We obtained occurrence data for M. natalensis species from the Global Biodiversity Information Facility (http://www.gbif.org, accessed 2019-07-19), the Integrated Digitized Biocollections (https://www.idigbio.org, accessed 2020-01-04), the Field Museum of Natural History Zoological collections (https://collections-zoology.fieldmuseum.org, accessed 2019-12-13), and the African Mammalia database (http://projects.biodiversity.be/africanmammalia, accessed 2019-12-14). This data set was supplemented with the data available in the scientific literature (search for term “Mastomys natalensis”, in PubMed and Google). Duplicate records as well as records located in the ocean were excluded from the final data set, totalling 2,504 unique M. natalensis occurrence records. For 26 of those records, the location was not provided as spatial coordinates but as a locality (below or at the administrative level 4). Therefore, the latitude and longitude data correspond to that of the locality (determined as described in the subsection Selection and preparation of viral sequences; see below). Occurrence data for the Muridae family were obtained from the GBIF database. Duplicate records and records located in the ocean were excluded from the data set, totalling 10,806 unique Muridae occurrence records for the African continent.
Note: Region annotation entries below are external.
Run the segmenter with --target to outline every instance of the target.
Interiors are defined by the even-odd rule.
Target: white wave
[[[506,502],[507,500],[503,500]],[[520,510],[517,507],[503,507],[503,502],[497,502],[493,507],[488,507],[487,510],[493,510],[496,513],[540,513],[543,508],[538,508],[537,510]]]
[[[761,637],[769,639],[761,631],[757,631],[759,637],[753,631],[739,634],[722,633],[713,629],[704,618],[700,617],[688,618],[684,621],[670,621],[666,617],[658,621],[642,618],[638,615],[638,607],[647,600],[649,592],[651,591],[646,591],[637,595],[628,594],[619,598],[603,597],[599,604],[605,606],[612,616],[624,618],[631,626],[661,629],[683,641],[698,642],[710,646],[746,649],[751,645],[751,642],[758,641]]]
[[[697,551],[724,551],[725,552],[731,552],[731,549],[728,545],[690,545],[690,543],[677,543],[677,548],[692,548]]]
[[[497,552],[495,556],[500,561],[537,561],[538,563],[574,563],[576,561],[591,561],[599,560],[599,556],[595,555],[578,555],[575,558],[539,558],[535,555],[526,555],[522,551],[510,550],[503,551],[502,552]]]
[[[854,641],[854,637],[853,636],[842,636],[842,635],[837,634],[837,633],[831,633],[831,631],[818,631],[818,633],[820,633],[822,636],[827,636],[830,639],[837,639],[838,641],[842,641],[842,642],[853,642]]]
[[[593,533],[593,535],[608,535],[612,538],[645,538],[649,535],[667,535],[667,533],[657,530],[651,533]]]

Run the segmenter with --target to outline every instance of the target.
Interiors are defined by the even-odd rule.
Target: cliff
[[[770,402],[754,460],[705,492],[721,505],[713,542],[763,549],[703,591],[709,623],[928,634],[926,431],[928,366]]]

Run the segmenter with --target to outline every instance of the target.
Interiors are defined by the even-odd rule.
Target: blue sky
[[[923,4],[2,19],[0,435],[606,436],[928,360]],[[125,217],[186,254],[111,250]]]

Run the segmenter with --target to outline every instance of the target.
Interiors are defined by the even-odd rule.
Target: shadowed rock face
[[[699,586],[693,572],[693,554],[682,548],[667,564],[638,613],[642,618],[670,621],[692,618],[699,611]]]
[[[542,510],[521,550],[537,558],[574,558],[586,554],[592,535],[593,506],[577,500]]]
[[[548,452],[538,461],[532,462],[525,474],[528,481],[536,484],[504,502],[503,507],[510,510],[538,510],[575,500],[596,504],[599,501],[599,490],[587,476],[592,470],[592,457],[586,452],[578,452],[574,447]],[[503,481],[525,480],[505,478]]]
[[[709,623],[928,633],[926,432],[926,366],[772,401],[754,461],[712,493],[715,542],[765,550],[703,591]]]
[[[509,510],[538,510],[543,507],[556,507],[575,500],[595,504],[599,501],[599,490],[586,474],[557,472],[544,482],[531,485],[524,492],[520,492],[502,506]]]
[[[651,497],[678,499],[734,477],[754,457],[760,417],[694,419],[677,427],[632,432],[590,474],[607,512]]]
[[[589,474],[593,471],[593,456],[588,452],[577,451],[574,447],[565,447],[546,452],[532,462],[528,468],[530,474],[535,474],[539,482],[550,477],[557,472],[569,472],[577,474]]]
Occurrence data for Lassa virus were obtained by combining the data set from Fichet-Calvet & Rogers97 with records associated with sequences from our Lassa virus sequence data set (see below the subsection Selection and preparation of viral sequences for further detail), records of infected M. natalensis from our host occurrence data set and the data available in the scientific literature (search for term “Lassa virus” in PubMed). Duplicate records were discarded from the data set, resulting in 310 unique Lassa virus occurrence records. For two of those records, the location was not provided as spatial coordinates but as a locality (below or at the administrative level 4) so the latitude and longitude data corresponded to that of the locality (determined as described in the subsection Selection and preparation of viral sequences; see below). Our BRT models were trained on current environmental factors and then used to obtain estimates of future ecological niches for both Lassa virus and M. natalensis.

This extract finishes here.